As the Guelph Tool Library’s one and only Librarian I felt the professional obligation to blog about my experiences setting up a library that was so different from any I’d previously managed –so different from most libraries managed throughout the history of librarianship.
All my previous experience was with books and media of some sort or another. For my day job I work at the Guelph Public Library. Previously I was instrumental in setting up and maintaining Out On The Shelf’s lending library. With books, DVDs, digital materials, and so forth it’s easy to line up your items –both physical and digital– like little toy soldiers and march them into your catalogue and onto your shelves in perfect order everytime. In fact, librarians kind of get off on it. With books one gets to feel a bit like the Napoleon of your little library world and take pride in knowing that everything is being perfectly presented to the public. With tools, not so much.

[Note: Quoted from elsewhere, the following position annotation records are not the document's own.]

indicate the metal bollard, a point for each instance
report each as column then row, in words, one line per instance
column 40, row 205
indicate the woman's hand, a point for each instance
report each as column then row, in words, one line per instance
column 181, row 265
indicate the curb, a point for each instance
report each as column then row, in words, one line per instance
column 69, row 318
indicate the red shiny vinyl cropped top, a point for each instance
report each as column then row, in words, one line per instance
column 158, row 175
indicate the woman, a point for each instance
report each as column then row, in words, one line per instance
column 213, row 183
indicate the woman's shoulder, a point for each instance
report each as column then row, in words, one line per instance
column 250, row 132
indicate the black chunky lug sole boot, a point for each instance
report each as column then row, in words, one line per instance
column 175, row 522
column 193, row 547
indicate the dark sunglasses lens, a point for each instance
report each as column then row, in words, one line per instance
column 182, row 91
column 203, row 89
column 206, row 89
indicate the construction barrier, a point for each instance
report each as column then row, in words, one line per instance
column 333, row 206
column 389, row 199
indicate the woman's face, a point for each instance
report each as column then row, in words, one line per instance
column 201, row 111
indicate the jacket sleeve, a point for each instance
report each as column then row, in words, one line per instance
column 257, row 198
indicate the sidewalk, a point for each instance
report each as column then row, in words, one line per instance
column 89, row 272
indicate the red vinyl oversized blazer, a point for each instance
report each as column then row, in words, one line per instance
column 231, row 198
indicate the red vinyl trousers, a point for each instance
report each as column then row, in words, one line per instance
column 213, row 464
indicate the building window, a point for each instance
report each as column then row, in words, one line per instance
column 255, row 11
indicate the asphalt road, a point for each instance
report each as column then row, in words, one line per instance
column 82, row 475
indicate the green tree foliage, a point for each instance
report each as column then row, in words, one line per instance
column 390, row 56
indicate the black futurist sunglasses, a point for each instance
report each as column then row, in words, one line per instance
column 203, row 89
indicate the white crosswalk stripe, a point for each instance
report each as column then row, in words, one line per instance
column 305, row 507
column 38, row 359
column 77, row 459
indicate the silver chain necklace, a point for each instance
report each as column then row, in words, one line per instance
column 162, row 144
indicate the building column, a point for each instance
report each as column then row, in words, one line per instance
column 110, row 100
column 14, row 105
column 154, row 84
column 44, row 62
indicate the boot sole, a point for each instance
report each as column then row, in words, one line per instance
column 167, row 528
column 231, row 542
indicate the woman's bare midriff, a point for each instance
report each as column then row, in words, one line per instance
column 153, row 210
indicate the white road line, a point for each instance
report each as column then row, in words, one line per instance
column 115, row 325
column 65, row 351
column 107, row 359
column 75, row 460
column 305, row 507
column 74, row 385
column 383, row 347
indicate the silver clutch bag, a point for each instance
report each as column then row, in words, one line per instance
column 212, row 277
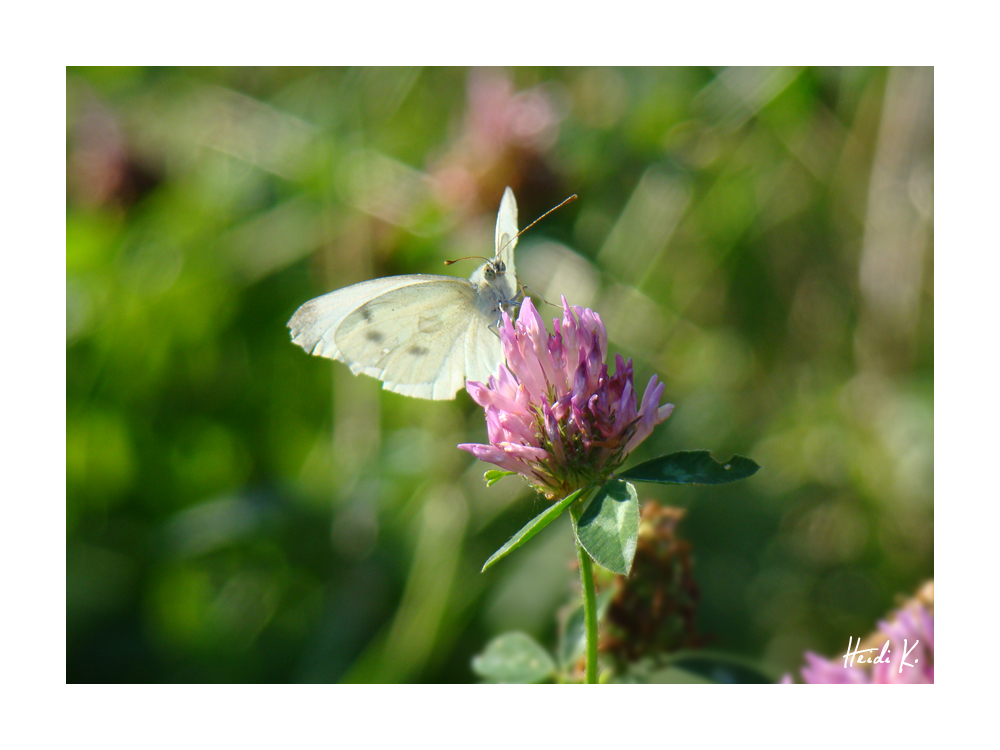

I came aboard the team late. For months my colleages Susan, John, and Saba had been doing the hard work of finding items for the collection and a space to house it. My first experience of the Guelph Tool Library was when they led me into a little room in the back of the Trafalgar Building which John figured out was, once upon a time, used to test the appliances once manufactured there. I saw literally hundreds of tools –hand pruners, frying pans, electric drills, weed wackers, and dozens upon dozens of items I couldn’t even put a name to.
My first desire to put everything in the entire room in one corner and then move it –item by item– onto the shelves as it was photographed and fully catalogued was obviously not practical. My second impulse to immediately barcode everything also had to be rethought –how do you stick a barcode on a cast iron frying pan or a ball joint tool?
For someone used to harvesting ISBNs and downloading MARC records to edit and neatly upload by the hundreds, this Tool Library project required something of paradigm shift for me. I needed to abandon my toy soldier expectations and enter the world of guerilla librarianship. In other words, it was going to be fun!
Instead of marching toy solders neatly across a field, I feel more like a squirrel gathering nuts. Go over there and snap a photo of that cool soldering kit. Now upload it. Now swing over there and go through that bucket of rakes to catalogue them all individually. Good, now head on over to the Cooking & Food shelves to etch item numbers on all the pots and pans to make checkout quicker. Then comb the internet to find an operating manual for that bandsaw. Got it! Now upload it and link it to the catalogue record. Someone just returned a food dehydrator with an important usage note. Better add that to the catalogue so the next person borrowing it has that information. Now I can do those website updates we decided upon at the last meeting.
For now, I will summarize my experience thus far by sharing my alternate title for this blog post: “How I Learned to Stop Marching Armies and Fell in Love With Chasing Nuts.”